如果覆仇是唯一能让他不再纠结、折磨自己的方法,那么她就给他提供覆仇。虽然,问题的根本并没有解决,但至少不会在某个时刻,再从背后给她来一记闷棍。
天色很快就暗了下来。
莫云从睡梦中睁开眼睛。她惊讶地看着天花板,不敢相信自己竟然睡着了。她一骨碌爬起来,抓起手表一看,现在已经过了晚间的探视时间了。
怎么办呢?莫云跪在床上,她可以明天再去看看艾伦。可不知为何,她心裏总是放心不下。她琢磨着要不要翻墻进去,偷偷看一眼?
“咔嚓。”楼下客厅传来轻微地响动。
莫云微微皱眉,站起身从抽屉裏取出手||枪。特勤队应该是一组人一直在门外守着,另外一组人在附近来回巡逻。那会是什么人,能躲开特勤队对註意,半夜潜入她家裏来呢?
握着脉冲枪,莫云快速地移动到卧室门口。这裏,她更清楚地听见了来人的脚步声,沈重,缓慢。那人正在上楼梯,并且在她的卧室门口停了下来。
那人停在原地,却没有闯进来。
莫云突然知道是谁正在她的房门外了。
她把枪放到身后的柜子上,拉开了卧室门。
她嘆了一口气,说:“你为什么从医院跑了出来?”
艾伦站在那裏,穿着柔软的棕色毛衣和黑色长裤,脸色难看得像一张白纸。他弯起嘴角,对她露出笑容:“你晚上没来看我,所以……我就来了。”
莫云侧身后退一步,让艾伦进来,示意他在床边坐下。
她站在艾伦面前,垂下眼眸又问了一次:“你为什么从医院裏跑了出来?”
“我睡不着。”艾伦清清嗓子,说了实话,“我半夜醒来,却再也睡不着了……在医院裏,我没法睡觉。我拔了身上的管子,出来走走,不知怎么的就走到这裏来了。”
莫云皱眉问:“为什么会睡不着?你之前也受过伤,住过院。我可记得,那时候病房裏的小护士被你哄得有多开心。”
“但这家医院不行。”
“为什么?”
“因为,这家医院让我想起我妈妈。”艾伦说,“她是这家医院的创始人之一,在这裏工作了三十多年,我对这裏太熟悉了。”
“可,这跟睡不着有什么关系?”
“我……没法面对她。”
“为什么?”莫云追问道。
艾伦没有回答这个问题。他沈默了一会儿,抬头看了莫云一眼又移开视线。
“我不想回医院,也不想回家……我可以在这裏住一晚吗?”
莫云看着艾伦,两三天没见,他看起来瘦了不少,脸色苍白,绿色的眼睛微微瞇着,似乎对室内的光源很敏感。看他这幅样子,她实在没法硬着心肠把他赶回医院。

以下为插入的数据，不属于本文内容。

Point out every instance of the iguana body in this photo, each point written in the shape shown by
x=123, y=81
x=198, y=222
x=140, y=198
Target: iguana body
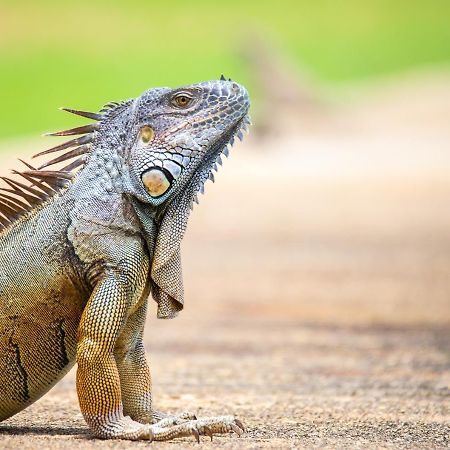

“你留下吧。”莫云把卧室的灯光调暗了一点,“不过,明天一早你必须得跟我一起回医院去。”
艾伦松了一口气,露出疲惫的笑容:“谢谢。”
他站起身,准备下楼去自己的那个房间,莫云却叫住了他。
“别麻烦了,你就在这裏睡。”
艾伦回身看看莫云,又看看那张床:“我睡这裏?”
“对。”莫云从衣柜裏找出一个新枕头扔到床头上。“你现在的状况,必须得有人守着。我不能让你一个人单独呆在一个房间裏。所以,别折腾了,就在这裏睡吧。下面有你的睡衣,我去拿上来。你可以先去洗澡,你现在不能直接用水淋浴,浴室裏有声波淋浴,你用那个。”
艾伦还楞在原地,莫云却已经翻过床,开门下楼去了。
艾伦走进浴室,站在声波淋浴下,感到事情的发展有点魔幻了。他睡不着觉,跑过来卖了一顿惨,然后就得到了这种优待?他对莫云说的都是实话,但卖惨就是卖惨,虽然他本意只是想找个地方呆一晚,静一静,把脑海裏的那些东西都赶出去。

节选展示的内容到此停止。